A recent telephone call from a reader led to this column. He had submitted several Franklin half dollars to one of the major grading services and recently received them back.
He was unhappy with the results and with what he said was the firm’s refusal to explain how the grader reached his conclusions about the grade.
The caller, a collector and subscriber, had expected higher grades for the coins; even more upsetting was that none was certified with “full bell lines,” an indicator that a particular coin is better struck than typical. Franklin half dollars with a full bell line distinction can bring many multiples of what a coin of the same date and Mint, in the same grade, but lacking that qualifier, might bring.
Not surprisingly, the subscriber contacted the firm to ask for an explanation from the grader. He said he was told by the person on the other end of the phone call that the grader stood by his assessment.
Coin grading services have been in operation since 1976. They have done a great if not perfect job of identifying counterfeits, and they have codified grading to a degree unimaginable at the beginning of the 1970s. However, as third-party grading grew to dominate the marketplace, attributes like plus signs and “full bell lines/head/torch/bands” began to play increasingly important roles in valuations. An opinion from a grader or several graders — that a 1953-S Franklin half dollar grading Mint State 65 also has full bell lines — can push the value of a coin from $75 to an astonishing $18,000 or so.

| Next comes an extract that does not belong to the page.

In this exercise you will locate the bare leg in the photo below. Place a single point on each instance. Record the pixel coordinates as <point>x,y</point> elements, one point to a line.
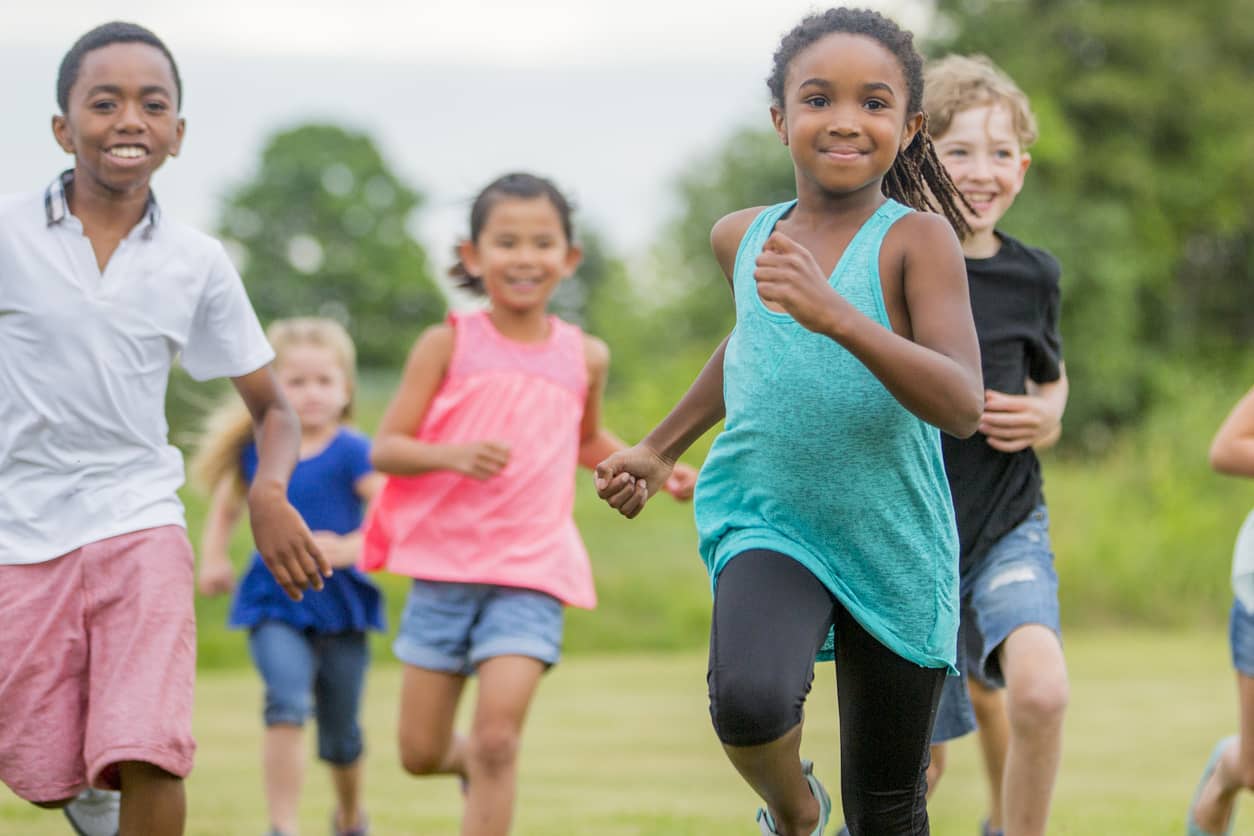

Assessing a coin’s grade is a subjective process, as a coin’s surfaces are compared with a set of standards that each service has defined. Longtime hobbyists know the subjectivity of the grading process can be exploited; cracking a coin out of a grading slab for resubmission in the hopes that it will gain a higher grade is a profitable pastime for some.
We understand both the caller’s desire for an explanation and the grading service’s reluctance to provide one (having to defend a grade for every coin would be time-consuming). The system is not perfect, but it works well most of the time.